Cae una oscuridad más negra que la noche. Se
oyen gemidos, llantos, gritos. Plinio el Joven escribe: «Pensé que perecía
junto con todas las cosas, y que el inmenso mundo moría al mismo tiempo que
yo». Al amanecer del día siguiente empieza lo peor. Seis corrientes
piroclásticas, tsunamis de gases ardientes y ceniza a 300 grados de
temperatura, surgen del Vesubio a sesenta metros por segundo. Una de ellas
entierra Pompeya, otra Herculano. Plinio el Viejo, corpulento y con
dificultades respiratorias, muere mirando fijamente a la nube que se abate
sobre Estabias. Mueren unas quince mil personas. La ceniza conserva sus
cadáveres abrasados en la misma postura en que la ola volcánica les atrapa. El
tiempo se congela.
Hic futui
Arphocras
hic cum Drauca bene futuit denario.
(Aquí Harpócrates folló
muy bien con Drauca por un denario).
Grafiti pompeyano.
En 1599 una cuadrilla de obreros que cavaba
un canal topó con un muro repleto de pinturas. Se llamó al arquitecto Domenico
Fontana, que desenterró varios frescos y objetos de contenido pornográfico. No
está claro qué ocurrió entonces: parece ser que las pinturas le impactaron lo
suficiente como para ordenar que se volviera a enterrar el conjunto, sea por
haberse escandalizado, sea como acto de preservación de las obras a la espera
de tiempos menos conservadores.
Pasaron un par de siglos hasta que otra
casualidad permitió redescubrir Pompeya. En el siglo XVIII el príncipe Elbeuf mandó
cavar un pozo cerca de su casa y encontró ruinas en muy buen estado. Un
constructor español medio las hubiera tapado con hormigón antes de que se
enterase el Ayuntamiento, pero el príncipe accedió a esperar mientras el
descubrimiento era examinado.
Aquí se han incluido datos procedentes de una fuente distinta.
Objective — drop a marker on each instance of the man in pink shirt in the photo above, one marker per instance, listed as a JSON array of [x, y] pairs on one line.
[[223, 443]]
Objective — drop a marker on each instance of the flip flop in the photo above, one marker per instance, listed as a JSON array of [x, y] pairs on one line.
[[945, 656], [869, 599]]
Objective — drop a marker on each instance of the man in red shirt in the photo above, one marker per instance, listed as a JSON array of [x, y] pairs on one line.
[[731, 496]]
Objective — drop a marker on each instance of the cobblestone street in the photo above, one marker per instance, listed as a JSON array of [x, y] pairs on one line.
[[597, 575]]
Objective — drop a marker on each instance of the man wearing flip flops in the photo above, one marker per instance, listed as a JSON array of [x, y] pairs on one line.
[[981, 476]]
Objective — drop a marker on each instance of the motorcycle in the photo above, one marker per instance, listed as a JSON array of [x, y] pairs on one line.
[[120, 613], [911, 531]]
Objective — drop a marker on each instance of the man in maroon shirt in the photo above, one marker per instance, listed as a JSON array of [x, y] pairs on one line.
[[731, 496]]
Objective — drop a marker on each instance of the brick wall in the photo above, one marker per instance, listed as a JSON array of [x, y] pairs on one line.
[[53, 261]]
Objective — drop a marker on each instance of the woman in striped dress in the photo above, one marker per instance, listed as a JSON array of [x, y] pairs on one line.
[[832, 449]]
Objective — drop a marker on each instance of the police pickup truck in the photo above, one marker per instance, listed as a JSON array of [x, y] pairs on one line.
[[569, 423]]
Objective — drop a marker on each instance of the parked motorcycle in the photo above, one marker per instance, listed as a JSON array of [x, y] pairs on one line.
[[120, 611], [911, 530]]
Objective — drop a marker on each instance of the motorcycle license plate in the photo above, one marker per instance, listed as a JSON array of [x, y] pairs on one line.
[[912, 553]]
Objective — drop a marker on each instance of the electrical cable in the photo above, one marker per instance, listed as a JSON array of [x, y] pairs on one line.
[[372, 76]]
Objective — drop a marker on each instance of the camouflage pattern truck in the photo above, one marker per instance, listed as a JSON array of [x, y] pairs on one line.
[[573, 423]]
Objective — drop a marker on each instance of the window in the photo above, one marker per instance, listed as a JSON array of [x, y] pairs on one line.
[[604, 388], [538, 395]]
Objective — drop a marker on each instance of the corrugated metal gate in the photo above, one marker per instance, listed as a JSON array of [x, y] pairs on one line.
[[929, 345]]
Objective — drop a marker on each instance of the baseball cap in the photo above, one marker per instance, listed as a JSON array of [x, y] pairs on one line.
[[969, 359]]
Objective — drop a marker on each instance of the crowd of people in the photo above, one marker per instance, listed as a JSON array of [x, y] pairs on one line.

Se puso a cargo de las excavaciones al coronel
del cuerpo de ingenieros de Nápoles, un mentecato que causó un daño
incalculable hasta ser sustituido. Nada más llegar descubrió una gran
inscripción en relieve, y mandó arrancar las letras del muro sin copiar antes
las palabras. Se metieron las letras mezcladas en una cesta y así fueron
enviadas al rey de Nápoles… Nadie pudo averiguar qué significaban, aunque
durante años estuvieron expuestas y cada cual podía ordenar aquella sopa de
letras según su imaginación le dictase.
En otra decisión lamentable movida por la
pacatería, se cubrió con yeso un fresco del dios Príapo con su enorme pene
erecto: no fue redescubierto hasta 1998 y gracias a la lluvia. También se
clasificaron como pornográficos objetos inofensivos: amuletos protectores en
forma de pene o móviles de viento fálicos con campanillas llamados tintinabulum, decoración de buen
gusto en la época. En 1819 se agruparon en el Museo Arqueológico de Nápoles
ciento dos frescos, esculturas y mosaicos dentro del «Gabinete de objetos
obscenos», cambiado poco después a «Gabinete de objetos reservados» hasta que Alejandro
Dumas, ya en 1860 y comisionado por Garibaldi, se dejó de eufemismos y lo
llamó «Colección pornográfica». Solo se permitía entrar en ese gabinete a
hombres «maduros y de costumbres respetables» que se avinieran a pagar una
tarifa extra… El último intento de censura lo llevó a cabo el mismísimo Mussolini,
por suerte sin éxito, y hoy en día pueden verse todas las piezas sin problemas.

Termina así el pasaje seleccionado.